Operation Household Energy Reduction: Part 9 – Secondary Glazing

Both to improve the thermal performance of the home and improve acoustics in the house, we embarked on a staged program of secondary glazing for the house. For those unfamiliar with the term, secondary glazing refers to the addition of a glass or synthetic layer to existing windows (both opening and fixed) and glass doors.

Because we were looking for acoustic improvements as well, we opted for a Magnetite system which added a transparent synthetic layer about twelve to fifteen centimetres inside the existing window panes. The synthetic panes have magnetised frames and further magnetised frames are added around the existing windows so that the additional panes fit snugly into position and are easily removed to allow the windows to be opened or for cleaning. The form of our existing windows meant that this system could be employed very easily and in an aesthetically attractive fashion.

Such an approach is obviously very significantly less expensive than full replacement of existing windows with double glazed windows. However it still amounts to a significant investment, so we divided the whole house into three segments. The division was done based on priority for thermal performance and noise improvement.

Now, those caveats to all of this work – from previous posts - again….
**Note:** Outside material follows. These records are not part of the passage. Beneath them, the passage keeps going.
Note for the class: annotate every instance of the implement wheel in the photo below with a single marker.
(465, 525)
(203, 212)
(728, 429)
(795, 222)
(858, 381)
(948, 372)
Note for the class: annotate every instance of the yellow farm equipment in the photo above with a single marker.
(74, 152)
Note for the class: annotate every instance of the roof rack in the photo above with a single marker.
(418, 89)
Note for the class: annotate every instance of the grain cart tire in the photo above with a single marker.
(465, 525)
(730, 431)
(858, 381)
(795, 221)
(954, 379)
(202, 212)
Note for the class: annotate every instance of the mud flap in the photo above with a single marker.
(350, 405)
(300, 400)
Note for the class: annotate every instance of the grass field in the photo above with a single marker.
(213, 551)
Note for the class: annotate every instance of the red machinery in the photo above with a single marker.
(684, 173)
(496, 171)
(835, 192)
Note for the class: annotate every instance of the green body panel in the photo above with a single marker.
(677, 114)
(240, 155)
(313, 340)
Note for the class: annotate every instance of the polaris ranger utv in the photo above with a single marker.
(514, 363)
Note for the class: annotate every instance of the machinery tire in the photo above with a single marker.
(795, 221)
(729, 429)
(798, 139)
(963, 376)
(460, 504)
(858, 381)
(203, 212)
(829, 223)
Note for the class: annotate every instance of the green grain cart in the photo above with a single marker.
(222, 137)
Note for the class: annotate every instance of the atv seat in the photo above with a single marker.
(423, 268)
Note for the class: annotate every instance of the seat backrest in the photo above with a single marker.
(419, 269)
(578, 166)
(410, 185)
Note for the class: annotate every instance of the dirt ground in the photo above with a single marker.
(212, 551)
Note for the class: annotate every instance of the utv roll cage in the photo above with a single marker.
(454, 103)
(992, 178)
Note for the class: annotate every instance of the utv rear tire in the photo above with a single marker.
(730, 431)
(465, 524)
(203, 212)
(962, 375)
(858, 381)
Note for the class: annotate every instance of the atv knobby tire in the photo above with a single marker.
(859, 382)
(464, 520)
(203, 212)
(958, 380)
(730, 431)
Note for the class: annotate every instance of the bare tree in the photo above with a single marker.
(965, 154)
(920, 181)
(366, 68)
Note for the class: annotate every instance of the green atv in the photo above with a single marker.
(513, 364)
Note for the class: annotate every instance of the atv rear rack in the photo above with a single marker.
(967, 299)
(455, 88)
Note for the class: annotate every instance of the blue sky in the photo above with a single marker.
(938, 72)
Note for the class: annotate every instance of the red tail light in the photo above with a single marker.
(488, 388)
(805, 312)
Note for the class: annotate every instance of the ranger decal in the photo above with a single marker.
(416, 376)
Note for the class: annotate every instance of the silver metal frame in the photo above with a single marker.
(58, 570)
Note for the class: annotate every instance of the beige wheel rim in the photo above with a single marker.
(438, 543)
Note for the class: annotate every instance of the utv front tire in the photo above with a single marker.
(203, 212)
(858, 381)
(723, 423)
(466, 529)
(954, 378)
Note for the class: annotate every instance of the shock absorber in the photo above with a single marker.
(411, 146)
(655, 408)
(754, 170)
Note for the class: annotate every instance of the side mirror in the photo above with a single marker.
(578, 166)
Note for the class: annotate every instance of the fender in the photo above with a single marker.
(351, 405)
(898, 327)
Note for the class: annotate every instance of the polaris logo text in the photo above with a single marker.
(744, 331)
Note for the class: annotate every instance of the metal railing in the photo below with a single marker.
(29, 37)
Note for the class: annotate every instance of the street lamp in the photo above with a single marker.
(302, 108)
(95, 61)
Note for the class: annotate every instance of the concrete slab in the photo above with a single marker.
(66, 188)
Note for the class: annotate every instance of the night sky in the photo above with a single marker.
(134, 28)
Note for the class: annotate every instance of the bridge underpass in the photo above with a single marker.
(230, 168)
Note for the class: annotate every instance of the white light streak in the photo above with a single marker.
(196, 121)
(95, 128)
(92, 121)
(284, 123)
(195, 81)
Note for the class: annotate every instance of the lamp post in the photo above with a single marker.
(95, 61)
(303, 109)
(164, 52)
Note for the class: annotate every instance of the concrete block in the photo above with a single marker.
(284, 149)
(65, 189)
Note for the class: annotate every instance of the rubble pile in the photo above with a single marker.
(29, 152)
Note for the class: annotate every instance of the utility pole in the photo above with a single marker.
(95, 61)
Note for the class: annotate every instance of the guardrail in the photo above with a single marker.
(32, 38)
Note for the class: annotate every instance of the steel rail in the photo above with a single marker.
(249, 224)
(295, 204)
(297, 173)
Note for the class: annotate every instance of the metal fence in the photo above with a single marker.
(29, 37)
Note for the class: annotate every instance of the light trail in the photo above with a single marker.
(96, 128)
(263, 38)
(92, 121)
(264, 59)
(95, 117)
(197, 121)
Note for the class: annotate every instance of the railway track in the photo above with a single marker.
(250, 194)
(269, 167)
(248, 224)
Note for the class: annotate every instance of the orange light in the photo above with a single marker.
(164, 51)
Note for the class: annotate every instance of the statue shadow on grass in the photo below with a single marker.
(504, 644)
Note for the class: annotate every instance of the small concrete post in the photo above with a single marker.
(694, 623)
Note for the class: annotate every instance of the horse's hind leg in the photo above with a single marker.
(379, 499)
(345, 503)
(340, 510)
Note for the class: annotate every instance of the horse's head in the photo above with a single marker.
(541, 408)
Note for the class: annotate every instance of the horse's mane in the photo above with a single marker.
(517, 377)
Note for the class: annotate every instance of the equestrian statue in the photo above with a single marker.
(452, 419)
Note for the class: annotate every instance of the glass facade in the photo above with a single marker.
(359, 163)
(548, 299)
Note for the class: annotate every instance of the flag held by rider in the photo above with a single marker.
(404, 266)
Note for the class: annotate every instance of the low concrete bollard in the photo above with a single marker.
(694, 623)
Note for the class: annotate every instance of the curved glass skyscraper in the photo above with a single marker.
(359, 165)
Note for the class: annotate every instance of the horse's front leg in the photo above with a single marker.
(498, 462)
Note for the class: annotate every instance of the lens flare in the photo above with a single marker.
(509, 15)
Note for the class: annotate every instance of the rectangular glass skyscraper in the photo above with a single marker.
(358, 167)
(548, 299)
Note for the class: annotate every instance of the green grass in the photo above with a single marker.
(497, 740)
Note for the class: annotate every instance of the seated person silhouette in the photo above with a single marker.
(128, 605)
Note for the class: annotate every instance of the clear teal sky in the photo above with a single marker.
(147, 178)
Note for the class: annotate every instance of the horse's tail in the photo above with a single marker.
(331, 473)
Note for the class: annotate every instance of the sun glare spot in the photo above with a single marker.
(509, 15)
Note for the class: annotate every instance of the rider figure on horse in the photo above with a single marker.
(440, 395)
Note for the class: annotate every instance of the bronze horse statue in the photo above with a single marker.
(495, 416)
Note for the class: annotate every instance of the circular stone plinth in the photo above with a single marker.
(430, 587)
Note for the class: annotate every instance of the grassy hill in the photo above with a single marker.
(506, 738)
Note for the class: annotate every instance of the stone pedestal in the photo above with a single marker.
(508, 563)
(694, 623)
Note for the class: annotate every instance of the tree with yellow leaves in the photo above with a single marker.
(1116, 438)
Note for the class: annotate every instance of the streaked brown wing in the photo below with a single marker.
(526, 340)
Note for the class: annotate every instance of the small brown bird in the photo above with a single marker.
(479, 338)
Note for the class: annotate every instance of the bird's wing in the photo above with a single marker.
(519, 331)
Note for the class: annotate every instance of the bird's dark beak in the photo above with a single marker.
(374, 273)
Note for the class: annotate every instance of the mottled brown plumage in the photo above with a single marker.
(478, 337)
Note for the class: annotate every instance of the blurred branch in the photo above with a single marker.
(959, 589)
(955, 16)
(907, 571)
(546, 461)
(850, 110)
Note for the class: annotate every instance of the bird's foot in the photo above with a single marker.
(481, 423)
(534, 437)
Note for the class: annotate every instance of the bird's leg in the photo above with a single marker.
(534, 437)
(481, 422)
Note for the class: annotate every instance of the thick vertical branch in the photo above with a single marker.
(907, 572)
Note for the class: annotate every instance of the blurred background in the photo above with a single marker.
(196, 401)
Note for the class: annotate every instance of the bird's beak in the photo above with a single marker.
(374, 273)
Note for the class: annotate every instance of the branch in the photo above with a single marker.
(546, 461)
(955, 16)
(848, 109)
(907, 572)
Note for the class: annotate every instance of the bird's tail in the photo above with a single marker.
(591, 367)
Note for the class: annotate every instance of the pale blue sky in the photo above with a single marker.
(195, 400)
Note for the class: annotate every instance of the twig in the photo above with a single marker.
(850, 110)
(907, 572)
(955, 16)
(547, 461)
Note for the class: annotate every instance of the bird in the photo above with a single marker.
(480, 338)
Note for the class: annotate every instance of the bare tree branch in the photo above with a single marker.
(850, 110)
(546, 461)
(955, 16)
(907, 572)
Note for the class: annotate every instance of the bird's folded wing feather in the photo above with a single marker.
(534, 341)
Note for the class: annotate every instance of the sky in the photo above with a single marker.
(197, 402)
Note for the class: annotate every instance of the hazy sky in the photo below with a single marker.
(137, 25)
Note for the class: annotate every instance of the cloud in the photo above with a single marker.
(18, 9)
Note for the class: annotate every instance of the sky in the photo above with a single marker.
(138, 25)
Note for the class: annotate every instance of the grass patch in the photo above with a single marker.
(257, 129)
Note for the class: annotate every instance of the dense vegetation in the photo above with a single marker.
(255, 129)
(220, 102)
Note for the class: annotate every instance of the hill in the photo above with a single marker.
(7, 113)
1) whilst there are technical fixes that can contribute to energy reduction, we wanted to make sure that we didn’t concentrate exclusively on them. My gadget-attracted persona is fascinated with new photo-voltaic cell technology or the latest approach to circulating filtered warm ceiling air into the house. We have considered or are considering all of these approaches but prioritised actions according to the most significant thermal performance improvements for the lowest cost, specific to our home.

2) Related to this point, we are aware of the relative economic capacity we enjoy that allows us to make some of these changes simply.

3) So we want to avoid seeing this as a way we can “proof” our little home against the rest of the world. 90000 litres of localised water storage might be fine if it makes sense in the context of your local rainfall and reasonable water usage. It doesn’t make much sense if it is to safeguard your lifestyle while the rest of the world runs out of water.

4) And part of the reason for adding these thoughts to this blog is to add to the conversation about what is possible and keep us all thinking about ways we can contribute to this kind of work for ALL dwellings, regardless of personal economic capacity.

5) Our efforts are not necessarily particularly remarkable in the scheme of things, but its fun to tell the story, to be encouraged in what you are doing and to encourage others.